Well, isn’t that something like a universal currency? Something like what we today call the world’s “reserve currency”? Hold that thought…

The Good Fortune of Mining and Minting One’s Own Money

Any government is fortunate to be able to mint its own money, especially if the world will accept it in trade. And such was the good fortune of Saxony over many centuries.

Indeed, Saxony became one of the wealthiest jurisdictions in Europe based on the area’s ability to produce ore from the ground, and then mint coins with images of its kings, queens and religious players on the faces.

Mining towns across Saxony became wealthy, and the seat of central government in Dresden became very, very wealthy. Century after century, successive powers added to the beauty and glory of the place.

Dresden became a treasure chest of a city, “Florence on the Elbe,” as some called it. Rulers and their court supporters built one palace or castle after another, filled with all manner of valuable artwork, along with vast armories stuffed with weapons to keep invaders at bay. (Much of it was destroyed in World War II, another story for another time).

Another way to describe the history in all of this is that Europe’s periods of Renaissance and Baroque were funded in large measure by the mines of Saxony, accounted for in silver thalers.
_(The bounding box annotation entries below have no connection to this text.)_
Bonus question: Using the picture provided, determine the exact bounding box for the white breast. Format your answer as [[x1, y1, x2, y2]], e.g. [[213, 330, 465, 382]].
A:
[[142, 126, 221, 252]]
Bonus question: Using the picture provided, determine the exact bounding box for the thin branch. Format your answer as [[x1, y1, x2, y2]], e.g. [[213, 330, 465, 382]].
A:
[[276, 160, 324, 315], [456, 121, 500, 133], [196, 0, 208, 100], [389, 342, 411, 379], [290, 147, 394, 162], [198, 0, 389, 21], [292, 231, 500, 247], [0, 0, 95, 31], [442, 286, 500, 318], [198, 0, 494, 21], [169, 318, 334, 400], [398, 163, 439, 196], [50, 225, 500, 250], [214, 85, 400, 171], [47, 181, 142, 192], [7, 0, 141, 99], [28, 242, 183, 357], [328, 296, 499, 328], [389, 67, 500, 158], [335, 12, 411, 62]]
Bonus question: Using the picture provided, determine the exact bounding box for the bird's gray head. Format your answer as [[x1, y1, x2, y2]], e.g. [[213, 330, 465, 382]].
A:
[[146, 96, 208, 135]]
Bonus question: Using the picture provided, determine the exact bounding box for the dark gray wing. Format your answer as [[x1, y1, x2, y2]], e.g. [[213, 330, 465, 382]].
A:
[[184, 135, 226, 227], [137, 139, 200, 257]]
And these thalers created not just modern Western culture, but the underlying monetary system that paid for it all.

Along the way, Saxony became the premier locale in the world for new mining techniques. In 1735, the Mining Academy at Freiberg was established, and it remains today one of the world’s leading institutions for research in its field.

It’s fair to say that Saxony turned mining from a local craft into a new industry, and thus laid the intellectual and engineering foundations for the Industrial Revolution.

Origins of the Dollar

If you have not yet discerned the eventual evolution of thalers, say the word a few times fast, and then utter the word, “dollar.” Because yes, the underlying concept of the thaler is what became the U.S. dollar. Thalers were the model for dollars in terms of size and weight, meaning an ounce of silver.

Indeed, when the newly constituted United States adopted its Constitution in 1787, it was no accident that the drafters declared that the national currency unit would be called the “dollar.”

This was a direct and profound way to reassure the rest of the world that the U.S. would use an internationally established and accepted form of money in trade, banking, and dealings with governments.

It’s worth noting, too, that the U.S. determined to use a continental European monetary standard, the thaler/dollar, versus the British pound. You don’t use your opponent’s money if you can avoid it.

I’ll end it here. I just wanted to share this unique and truly awesome visit I had in a region which literally built the foundation of modern money.

And keep in mind that “wealth” is not just trading electrons and adding up scores on a ledger. That might be accounting or math tricks, but it’s not creating anything new.

Because real wealth involves true creation, adding something new to what’s available to mankind.

One example of wealth creation – among the best examples, I’d argue – is liberating ores and elements from the ground, bringing things to the surface that add to the overall human condition.